Música

Zapata, "la bruja" de "Hansel y Gretel", se transforma en Salieri en "Amadé"

Madrid, 31 ene (EFE).- El tenor José Manuel Zapata, "la bruja" en la producción de "Hansel y Gretel" que el Real ofrece desde el 20 de enero, se meterá en la piel de Salieri para "El hombre que se llamaba Amadé" en ese teatro el 7 y 8 de febrero, un programa pedagógico "muy divertido" protagonizado por la música de Mozart.

"Esta Navidad ha sido la más triste de mi vida: frutas y verduras a cascoporro. ¿Por qué no soy yo en vez de la bruja, Gretel y así puedo comer, por lo menos, esa chocolatina que se come cada noche?", bromea en declaraciones a Efe el artista para explicar el "tremendo" plan físico al que se han tenido que someter para interpretar la obra de Engelbert Humperdinck.

Zapata (Granada, 1973) y sus compañeras, Sylvia Schwartz (Gretel) y Alice Coote (Hansel), han tenido que someterse a un intenso entrenamiento para resistir las exigencias de un montaje que les tiene "saltando y brincando" cada noche.

Él, además, tiene que ponerse un "cuerpo" de cinco kilos sobre el suyo para simular las "orondeces" de la bruja.
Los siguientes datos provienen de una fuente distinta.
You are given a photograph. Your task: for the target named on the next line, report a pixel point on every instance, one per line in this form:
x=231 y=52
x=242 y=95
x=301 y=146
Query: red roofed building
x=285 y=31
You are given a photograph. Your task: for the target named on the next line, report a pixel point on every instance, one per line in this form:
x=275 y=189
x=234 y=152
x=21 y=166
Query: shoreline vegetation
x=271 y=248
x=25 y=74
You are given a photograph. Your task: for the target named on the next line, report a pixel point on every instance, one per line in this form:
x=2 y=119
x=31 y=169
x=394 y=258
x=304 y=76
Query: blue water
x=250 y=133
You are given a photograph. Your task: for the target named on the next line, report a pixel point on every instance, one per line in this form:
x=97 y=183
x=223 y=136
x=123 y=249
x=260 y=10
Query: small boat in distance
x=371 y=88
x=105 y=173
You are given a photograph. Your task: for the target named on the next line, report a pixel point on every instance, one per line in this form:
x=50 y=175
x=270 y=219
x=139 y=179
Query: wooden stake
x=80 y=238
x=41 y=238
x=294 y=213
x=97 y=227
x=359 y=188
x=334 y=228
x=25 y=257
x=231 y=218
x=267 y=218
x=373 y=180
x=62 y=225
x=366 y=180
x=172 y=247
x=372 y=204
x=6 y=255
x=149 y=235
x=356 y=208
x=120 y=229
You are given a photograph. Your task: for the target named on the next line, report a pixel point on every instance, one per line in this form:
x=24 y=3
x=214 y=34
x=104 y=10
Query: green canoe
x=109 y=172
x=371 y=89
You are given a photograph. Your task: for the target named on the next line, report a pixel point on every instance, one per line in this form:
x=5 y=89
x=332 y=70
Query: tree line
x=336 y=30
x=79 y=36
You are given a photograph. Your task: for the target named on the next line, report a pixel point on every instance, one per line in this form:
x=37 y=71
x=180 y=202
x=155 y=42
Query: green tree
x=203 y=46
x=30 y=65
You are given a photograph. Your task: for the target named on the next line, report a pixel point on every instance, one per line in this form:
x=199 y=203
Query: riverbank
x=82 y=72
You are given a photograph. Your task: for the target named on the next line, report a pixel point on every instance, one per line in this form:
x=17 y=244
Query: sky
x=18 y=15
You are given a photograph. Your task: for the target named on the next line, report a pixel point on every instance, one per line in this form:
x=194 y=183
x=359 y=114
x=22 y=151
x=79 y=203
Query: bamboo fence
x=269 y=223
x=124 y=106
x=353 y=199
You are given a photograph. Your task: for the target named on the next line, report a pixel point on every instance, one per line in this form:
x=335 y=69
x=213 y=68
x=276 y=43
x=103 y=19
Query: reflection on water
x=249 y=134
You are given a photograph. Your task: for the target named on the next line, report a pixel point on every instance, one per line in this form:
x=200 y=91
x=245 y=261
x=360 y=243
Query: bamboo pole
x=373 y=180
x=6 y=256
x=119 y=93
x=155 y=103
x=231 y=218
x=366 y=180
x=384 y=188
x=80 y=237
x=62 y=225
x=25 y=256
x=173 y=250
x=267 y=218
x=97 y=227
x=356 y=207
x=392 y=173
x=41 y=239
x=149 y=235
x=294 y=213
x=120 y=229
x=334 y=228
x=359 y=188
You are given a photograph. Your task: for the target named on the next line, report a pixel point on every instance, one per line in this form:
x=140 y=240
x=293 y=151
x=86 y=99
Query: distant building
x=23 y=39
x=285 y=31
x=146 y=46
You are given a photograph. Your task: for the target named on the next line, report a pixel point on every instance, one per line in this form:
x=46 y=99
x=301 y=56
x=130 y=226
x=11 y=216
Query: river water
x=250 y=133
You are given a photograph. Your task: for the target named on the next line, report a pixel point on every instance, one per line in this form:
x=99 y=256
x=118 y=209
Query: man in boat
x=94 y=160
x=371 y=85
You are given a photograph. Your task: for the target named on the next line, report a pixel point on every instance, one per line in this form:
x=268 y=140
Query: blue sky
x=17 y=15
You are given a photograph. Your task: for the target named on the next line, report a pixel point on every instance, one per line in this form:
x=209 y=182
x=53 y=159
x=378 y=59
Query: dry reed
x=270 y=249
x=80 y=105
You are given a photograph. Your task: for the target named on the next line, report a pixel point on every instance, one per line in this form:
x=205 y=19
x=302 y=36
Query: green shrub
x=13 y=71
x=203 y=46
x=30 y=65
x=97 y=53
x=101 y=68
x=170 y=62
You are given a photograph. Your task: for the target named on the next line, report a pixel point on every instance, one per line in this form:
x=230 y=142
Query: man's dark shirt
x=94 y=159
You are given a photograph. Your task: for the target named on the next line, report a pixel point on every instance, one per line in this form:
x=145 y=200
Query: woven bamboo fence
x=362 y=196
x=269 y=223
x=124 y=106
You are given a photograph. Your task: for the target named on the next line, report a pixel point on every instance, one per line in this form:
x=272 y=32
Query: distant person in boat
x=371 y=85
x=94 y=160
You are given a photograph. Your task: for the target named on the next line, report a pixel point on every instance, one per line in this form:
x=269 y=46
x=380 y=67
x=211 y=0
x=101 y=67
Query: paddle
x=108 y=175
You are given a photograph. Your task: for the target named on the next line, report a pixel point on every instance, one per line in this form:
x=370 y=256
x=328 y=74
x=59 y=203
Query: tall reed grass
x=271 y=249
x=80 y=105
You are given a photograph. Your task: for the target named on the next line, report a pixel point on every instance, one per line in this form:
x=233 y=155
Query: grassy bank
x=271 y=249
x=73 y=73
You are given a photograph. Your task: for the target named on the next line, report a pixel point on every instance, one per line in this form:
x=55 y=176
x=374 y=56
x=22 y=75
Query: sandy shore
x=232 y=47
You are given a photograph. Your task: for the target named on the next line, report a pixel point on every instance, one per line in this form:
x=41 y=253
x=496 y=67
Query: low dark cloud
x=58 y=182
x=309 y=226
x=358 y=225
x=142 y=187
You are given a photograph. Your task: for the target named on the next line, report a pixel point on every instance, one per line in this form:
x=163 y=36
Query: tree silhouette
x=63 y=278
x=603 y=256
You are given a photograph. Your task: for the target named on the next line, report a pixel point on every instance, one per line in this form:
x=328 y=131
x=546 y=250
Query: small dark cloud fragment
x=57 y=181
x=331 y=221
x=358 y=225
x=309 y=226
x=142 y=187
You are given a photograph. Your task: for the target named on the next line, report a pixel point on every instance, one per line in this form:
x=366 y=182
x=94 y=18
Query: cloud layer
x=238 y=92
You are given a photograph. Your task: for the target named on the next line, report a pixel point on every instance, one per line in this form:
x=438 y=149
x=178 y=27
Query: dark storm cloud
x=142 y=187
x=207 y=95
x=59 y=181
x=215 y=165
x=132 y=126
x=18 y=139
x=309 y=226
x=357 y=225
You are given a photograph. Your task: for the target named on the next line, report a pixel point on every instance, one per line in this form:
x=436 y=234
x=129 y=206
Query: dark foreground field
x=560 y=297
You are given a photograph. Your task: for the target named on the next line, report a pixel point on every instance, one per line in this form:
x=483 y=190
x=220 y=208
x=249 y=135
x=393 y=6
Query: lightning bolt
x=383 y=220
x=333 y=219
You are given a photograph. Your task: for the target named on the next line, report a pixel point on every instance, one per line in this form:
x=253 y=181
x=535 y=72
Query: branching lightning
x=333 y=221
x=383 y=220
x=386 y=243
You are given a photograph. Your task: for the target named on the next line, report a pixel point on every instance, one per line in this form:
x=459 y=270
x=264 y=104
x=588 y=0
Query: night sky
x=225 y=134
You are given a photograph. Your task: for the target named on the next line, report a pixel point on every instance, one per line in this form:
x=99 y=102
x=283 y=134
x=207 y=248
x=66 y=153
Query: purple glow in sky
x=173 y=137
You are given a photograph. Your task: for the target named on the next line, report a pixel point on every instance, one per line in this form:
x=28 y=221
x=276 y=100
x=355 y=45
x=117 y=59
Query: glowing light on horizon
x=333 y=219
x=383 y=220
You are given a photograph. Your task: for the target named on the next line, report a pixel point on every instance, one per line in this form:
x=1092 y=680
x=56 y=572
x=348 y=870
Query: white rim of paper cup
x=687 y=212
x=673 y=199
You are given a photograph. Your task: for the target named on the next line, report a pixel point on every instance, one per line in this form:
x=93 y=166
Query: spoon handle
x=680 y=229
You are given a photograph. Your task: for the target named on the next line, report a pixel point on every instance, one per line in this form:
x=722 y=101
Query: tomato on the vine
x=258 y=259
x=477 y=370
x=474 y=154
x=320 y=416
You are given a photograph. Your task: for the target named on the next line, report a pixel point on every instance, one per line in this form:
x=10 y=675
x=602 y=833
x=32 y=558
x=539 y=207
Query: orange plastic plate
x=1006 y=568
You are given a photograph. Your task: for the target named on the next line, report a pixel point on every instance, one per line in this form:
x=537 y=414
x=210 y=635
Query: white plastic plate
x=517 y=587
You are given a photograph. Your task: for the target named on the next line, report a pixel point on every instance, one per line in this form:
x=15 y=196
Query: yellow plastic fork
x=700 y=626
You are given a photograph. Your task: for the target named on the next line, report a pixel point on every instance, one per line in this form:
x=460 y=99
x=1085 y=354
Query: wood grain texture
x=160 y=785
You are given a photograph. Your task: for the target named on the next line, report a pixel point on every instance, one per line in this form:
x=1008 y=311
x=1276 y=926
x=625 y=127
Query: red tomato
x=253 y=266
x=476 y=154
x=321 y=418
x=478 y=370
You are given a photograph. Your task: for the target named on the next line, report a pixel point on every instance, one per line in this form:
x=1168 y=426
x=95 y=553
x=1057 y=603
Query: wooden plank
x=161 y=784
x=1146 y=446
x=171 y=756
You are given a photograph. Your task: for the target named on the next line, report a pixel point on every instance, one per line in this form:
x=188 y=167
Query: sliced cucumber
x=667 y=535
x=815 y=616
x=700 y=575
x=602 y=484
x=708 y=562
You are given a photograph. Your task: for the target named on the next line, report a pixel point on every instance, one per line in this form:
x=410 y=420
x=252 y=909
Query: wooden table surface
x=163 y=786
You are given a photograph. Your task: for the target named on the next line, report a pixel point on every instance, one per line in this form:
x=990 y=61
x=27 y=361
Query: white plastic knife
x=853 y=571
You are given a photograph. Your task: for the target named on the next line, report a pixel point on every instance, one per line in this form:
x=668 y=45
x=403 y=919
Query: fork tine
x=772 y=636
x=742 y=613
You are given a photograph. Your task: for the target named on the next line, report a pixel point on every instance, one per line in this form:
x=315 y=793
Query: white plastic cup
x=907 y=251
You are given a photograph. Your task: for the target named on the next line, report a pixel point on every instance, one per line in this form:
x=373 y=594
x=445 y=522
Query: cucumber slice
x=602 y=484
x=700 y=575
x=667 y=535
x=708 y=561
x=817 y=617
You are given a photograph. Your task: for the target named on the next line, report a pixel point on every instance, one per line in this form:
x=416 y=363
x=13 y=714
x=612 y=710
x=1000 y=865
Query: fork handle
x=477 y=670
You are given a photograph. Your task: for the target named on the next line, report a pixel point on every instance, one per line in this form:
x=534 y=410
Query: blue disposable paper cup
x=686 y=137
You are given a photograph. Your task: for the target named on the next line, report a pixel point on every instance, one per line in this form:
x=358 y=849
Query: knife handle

"Para resistirlo me han puesto a régimen, como el que llevo haciendo desde que tengo uso de razón porque es que yo soy 'drogadicto' del carbohidrato, que es lo que me hace sentir felicidad. Soy un gordo anónimo y babeo ante una bolsa de patatas fritas", asegura entre risas.

Ha "intentado" no comer carbohidratos, solo proteína, frutas y verduras y eso le ha "afinado" el perfil y le ha dado más agilidad, la que necesita para "el momento crítico" de su caída al vacío desde la casita-supermercado de "la bruja".

"Tengo que tirarme de espaldas y la primera vez se me saltaban las lágrimas del miedo atroz que estaba pasando. Hay una goma espuma pero está puesta muy abajo, a dos metros y medio, para que desde el paraíso no se vean. Es todo un ratito cayendo. Tengo que colocar muy bien los pies y un especialista de cine está cada noche conmigo pendiente. Solo gracias a él soy capaz de saltar", revela.

El día 7 por la mañana cambiará completamente "el chip" y se transmutará en Salieri para "El hombre que se llamaba Amadé", una obra que le encargó el anterior intendente del Real, Gerard Mortier (1943-2014) y que solo se había representado una vez, hace un año y medio.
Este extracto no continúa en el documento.